Ivanti has rolled out security updates to address several security vulnerabilities affecting Avalanche, Application Control Engine, and Endpoint Manager (EPM), including four critical vulnerabilities that could lead to information disclosure.
All four critical vulnerabilities, rated 9.8 out of 10.0 on the CVSS scale, are rooted in EPM and involve absolute path traversal flaws that allow a remote, unauthenticated attacker to exfiltrate sensitive information. Disadvantages are listed below –
- CVE-2024-10811
- CVE-2024-13161
- CVE-2024-13160 and
- CVE-2024-13159
The vulnerabilities affect EPM versions of the November 2024 security update. and earlier, as well as the SU6 November 2022 security update. and earlier.
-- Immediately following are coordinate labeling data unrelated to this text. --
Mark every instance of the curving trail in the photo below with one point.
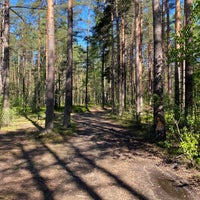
(100, 161)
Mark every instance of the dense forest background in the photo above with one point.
(140, 58)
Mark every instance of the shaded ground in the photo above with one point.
(100, 161)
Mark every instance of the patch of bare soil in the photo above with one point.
(101, 160)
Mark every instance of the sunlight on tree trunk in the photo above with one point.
(49, 121)
(68, 90)
(159, 121)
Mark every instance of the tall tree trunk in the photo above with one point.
(38, 66)
(49, 121)
(150, 67)
(122, 67)
(138, 61)
(113, 68)
(102, 79)
(159, 122)
(131, 62)
(188, 65)
(177, 63)
(118, 56)
(169, 67)
(87, 62)
(68, 91)
(6, 53)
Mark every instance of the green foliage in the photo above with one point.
(7, 116)
(189, 143)
(79, 109)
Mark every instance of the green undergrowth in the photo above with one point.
(183, 139)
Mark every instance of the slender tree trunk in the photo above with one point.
(38, 66)
(138, 62)
(102, 79)
(188, 65)
(6, 53)
(131, 62)
(159, 122)
(150, 67)
(113, 68)
(49, 121)
(87, 75)
(169, 67)
(68, 92)
(122, 67)
(177, 63)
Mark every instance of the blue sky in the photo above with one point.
(80, 22)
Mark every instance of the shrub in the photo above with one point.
(6, 117)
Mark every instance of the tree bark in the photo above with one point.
(188, 65)
(138, 61)
(177, 63)
(159, 121)
(68, 90)
(6, 53)
(49, 122)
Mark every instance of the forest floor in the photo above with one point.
(101, 160)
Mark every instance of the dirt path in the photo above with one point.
(100, 161)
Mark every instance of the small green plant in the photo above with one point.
(7, 117)
(189, 143)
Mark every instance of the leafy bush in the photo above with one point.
(7, 116)
(189, 143)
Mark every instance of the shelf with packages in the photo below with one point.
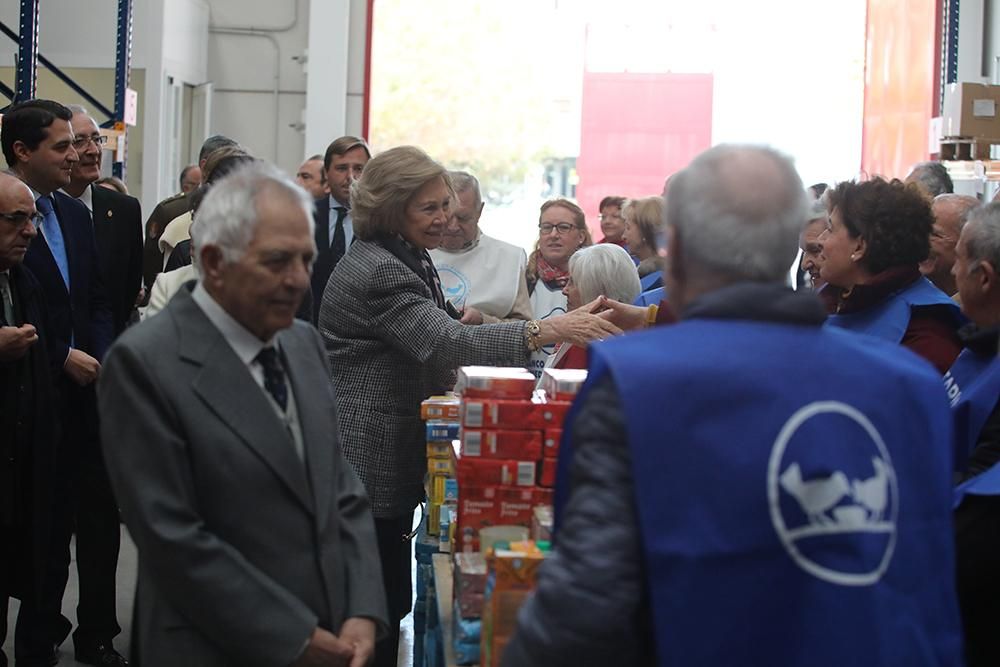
(491, 466)
(973, 170)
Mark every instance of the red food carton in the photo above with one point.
(496, 444)
(562, 384)
(495, 472)
(550, 443)
(547, 473)
(487, 381)
(507, 414)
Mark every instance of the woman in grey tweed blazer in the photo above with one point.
(393, 341)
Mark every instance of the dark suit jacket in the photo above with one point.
(243, 548)
(27, 422)
(118, 230)
(82, 314)
(324, 264)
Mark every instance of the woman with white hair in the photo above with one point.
(604, 269)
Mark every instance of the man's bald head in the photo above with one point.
(950, 213)
(735, 214)
(17, 224)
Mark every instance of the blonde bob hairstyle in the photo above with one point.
(389, 181)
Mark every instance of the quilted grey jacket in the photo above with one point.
(391, 347)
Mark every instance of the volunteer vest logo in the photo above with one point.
(455, 285)
(832, 494)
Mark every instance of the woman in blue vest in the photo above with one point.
(877, 235)
(973, 386)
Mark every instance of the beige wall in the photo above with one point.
(99, 82)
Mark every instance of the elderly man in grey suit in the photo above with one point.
(256, 542)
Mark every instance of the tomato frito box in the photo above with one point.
(486, 381)
(495, 472)
(446, 408)
(515, 415)
(518, 445)
(562, 384)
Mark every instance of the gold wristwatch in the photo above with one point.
(532, 335)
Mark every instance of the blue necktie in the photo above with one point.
(53, 236)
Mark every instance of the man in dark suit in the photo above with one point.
(256, 542)
(117, 220)
(27, 438)
(37, 143)
(343, 163)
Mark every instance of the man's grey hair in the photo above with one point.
(463, 181)
(605, 268)
(933, 176)
(982, 235)
(214, 143)
(228, 216)
(737, 212)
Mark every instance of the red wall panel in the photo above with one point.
(900, 90)
(637, 129)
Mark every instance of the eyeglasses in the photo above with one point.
(21, 219)
(98, 139)
(561, 228)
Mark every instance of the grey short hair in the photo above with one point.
(605, 268)
(933, 176)
(463, 181)
(737, 212)
(228, 215)
(982, 235)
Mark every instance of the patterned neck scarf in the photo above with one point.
(430, 273)
(553, 277)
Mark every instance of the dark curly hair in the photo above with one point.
(893, 218)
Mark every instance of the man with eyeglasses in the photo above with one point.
(482, 276)
(117, 225)
(37, 142)
(26, 437)
(612, 220)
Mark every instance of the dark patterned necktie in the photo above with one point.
(274, 376)
(339, 244)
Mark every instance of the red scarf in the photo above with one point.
(550, 275)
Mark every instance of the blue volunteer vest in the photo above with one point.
(651, 281)
(973, 387)
(888, 320)
(785, 520)
(653, 296)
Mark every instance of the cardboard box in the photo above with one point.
(515, 415)
(547, 472)
(442, 431)
(496, 444)
(971, 110)
(447, 408)
(550, 443)
(495, 472)
(562, 384)
(490, 382)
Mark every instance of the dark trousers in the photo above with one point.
(395, 551)
(85, 505)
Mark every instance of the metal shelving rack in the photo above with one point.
(29, 58)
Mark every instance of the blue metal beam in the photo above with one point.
(27, 50)
(123, 70)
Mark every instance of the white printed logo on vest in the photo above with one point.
(832, 493)
(455, 285)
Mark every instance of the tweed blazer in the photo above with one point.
(390, 347)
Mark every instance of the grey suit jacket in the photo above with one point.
(390, 347)
(243, 548)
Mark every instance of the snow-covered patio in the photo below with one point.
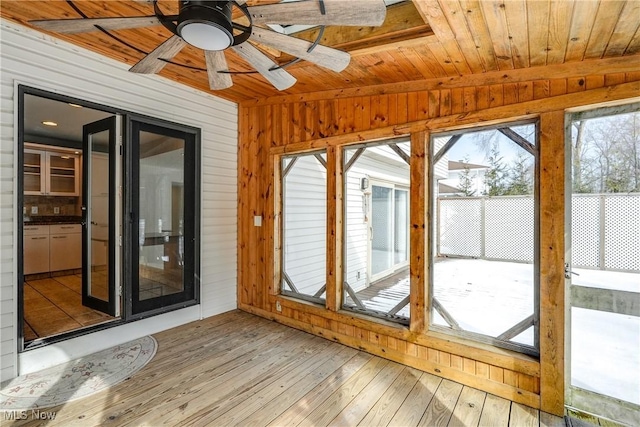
(489, 297)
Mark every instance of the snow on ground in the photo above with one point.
(489, 297)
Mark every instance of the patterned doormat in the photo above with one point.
(77, 378)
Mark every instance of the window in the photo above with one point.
(484, 284)
(304, 226)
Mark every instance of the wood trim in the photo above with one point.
(478, 351)
(334, 228)
(274, 216)
(419, 250)
(525, 110)
(624, 64)
(552, 283)
(420, 360)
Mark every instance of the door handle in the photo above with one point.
(568, 272)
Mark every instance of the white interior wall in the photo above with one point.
(43, 62)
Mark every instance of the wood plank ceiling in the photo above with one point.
(420, 40)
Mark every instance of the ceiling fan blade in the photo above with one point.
(72, 26)
(152, 63)
(327, 57)
(278, 77)
(337, 12)
(217, 62)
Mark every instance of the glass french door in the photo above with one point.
(101, 204)
(389, 231)
(164, 216)
(603, 265)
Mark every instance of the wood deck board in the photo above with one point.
(239, 369)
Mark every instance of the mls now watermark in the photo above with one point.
(32, 414)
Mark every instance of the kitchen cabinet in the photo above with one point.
(51, 172)
(52, 248)
(65, 247)
(36, 249)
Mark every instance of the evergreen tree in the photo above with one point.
(465, 183)
(520, 177)
(494, 177)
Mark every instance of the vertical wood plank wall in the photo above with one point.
(267, 129)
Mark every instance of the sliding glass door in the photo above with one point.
(164, 220)
(100, 208)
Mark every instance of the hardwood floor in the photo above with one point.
(238, 369)
(54, 305)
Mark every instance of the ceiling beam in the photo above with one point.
(624, 64)
(403, 23)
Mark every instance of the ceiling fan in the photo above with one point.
(211, 26)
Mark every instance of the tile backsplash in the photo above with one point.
(67, 206)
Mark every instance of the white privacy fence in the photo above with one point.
(605, 229)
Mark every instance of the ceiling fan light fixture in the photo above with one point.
(206, 24)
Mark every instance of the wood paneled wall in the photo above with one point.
(273, 127)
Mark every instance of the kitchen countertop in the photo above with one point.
(49, 220)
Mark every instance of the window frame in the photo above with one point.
(432, 234)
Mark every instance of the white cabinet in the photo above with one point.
(36, 249)
(65, 246)
(51, 172)
(52, 248)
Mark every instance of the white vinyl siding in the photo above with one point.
(40, 61)
(305, 224)
(374, 167)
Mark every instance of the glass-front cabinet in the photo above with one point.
(50, 173)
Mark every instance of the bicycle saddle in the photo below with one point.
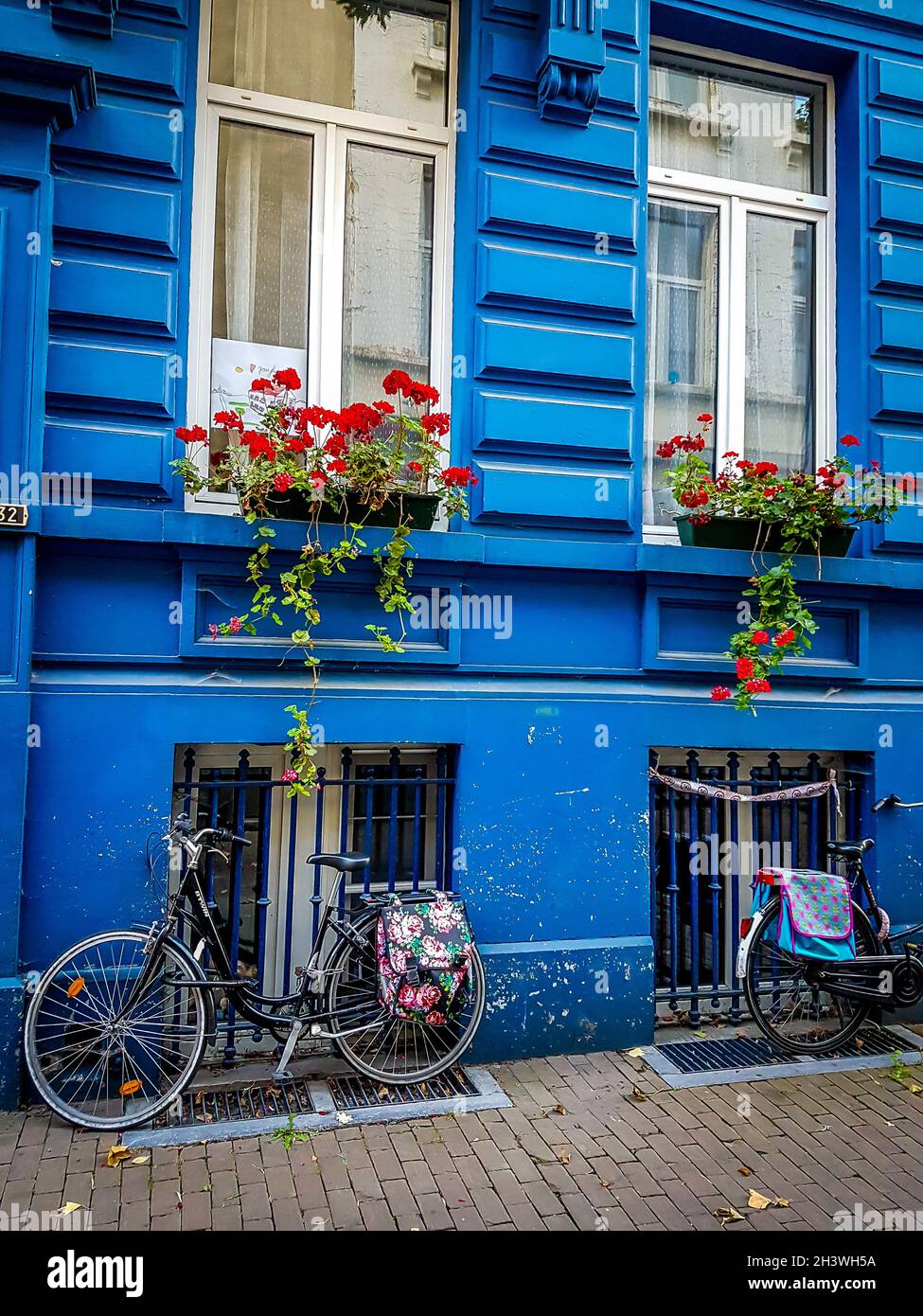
(349, 863)
(848, 849)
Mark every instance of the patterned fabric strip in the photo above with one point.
(713, 791)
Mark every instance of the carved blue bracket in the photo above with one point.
(87, 16)
(570, 57)
(47, 91)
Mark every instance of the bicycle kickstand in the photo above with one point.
(292, 1042)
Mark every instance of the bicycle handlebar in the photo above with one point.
(896, 803)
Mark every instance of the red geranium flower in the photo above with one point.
(397, 381)
(229, 420)
(437, 422)
(191, 436)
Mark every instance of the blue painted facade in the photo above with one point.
(99, 684)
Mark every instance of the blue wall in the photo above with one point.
(546, 401)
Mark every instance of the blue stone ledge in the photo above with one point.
(552, 998)
(12, 994)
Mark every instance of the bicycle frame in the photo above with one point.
(248, 1003)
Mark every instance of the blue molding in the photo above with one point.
(94, 17)
(46, 91)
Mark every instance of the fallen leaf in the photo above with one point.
(727, 1215)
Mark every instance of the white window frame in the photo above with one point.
(735, 202)
(332, 129)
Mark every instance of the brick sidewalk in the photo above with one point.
(590, 1143)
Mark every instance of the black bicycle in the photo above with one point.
(117, 1026)
(808, 1007)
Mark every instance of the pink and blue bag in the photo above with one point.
(815, 917)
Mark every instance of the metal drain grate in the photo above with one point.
(750, 1052)
(356, 1093)
(272, 1100)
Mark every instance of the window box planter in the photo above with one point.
(750, 533)
(417, 509)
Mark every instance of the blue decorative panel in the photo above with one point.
(114, 380)
(896, 265)
(898, 329)
(125, 458)
(896, 83)
(84, 293)
(693, 633)
(511, 132)
(215, 594)
(138, 61)
(896, 205)
(508, 349)
(896, 392)
(508, 420)
(902, 454)
(531, 205)
(120, 219)
(553, 493)
(515, 276)
(896, 142)
(114, 137)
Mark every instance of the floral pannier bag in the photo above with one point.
(815, 917)
(424, 960)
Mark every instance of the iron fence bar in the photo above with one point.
(694, 1013)
(734, 768)
(263, 901)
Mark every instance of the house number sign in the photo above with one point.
(13, 516)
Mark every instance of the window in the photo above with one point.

These were addressed in the EPM 2024 Security Update Jan-2025 and the EPM 2022 SU6 Security Update Jan-2025.
Horizon3.ai security researcher Zach Hanley is credited with discovering and reporting all of the vulnerabilities in question.
Ivanti also fixed several high-severity bugs in Avalanche versions prior to 6.4.7 and Application Control Engine prior to 10.14.4.0 that could allow an attacker to bypass authentication, leak sensitive information, and bypass application locking functionality.
The company said it has no evidence that any of the flaws are being exploited in the wild, and that it has strengthened its internal scanning and testing procedures to promptly flag and address security issues.
The development comes after SAP released patches to address two critical vulnerabilities in NetWeaver ABAP Server and ABAP Platform (CVE-2025-0070 and CVE-2025-0066, CVSS Score: 9.9) that allow an authenticated attacker , use incorrect authentication checks in order to elevate privileges and access to information with limited access due to weak access control.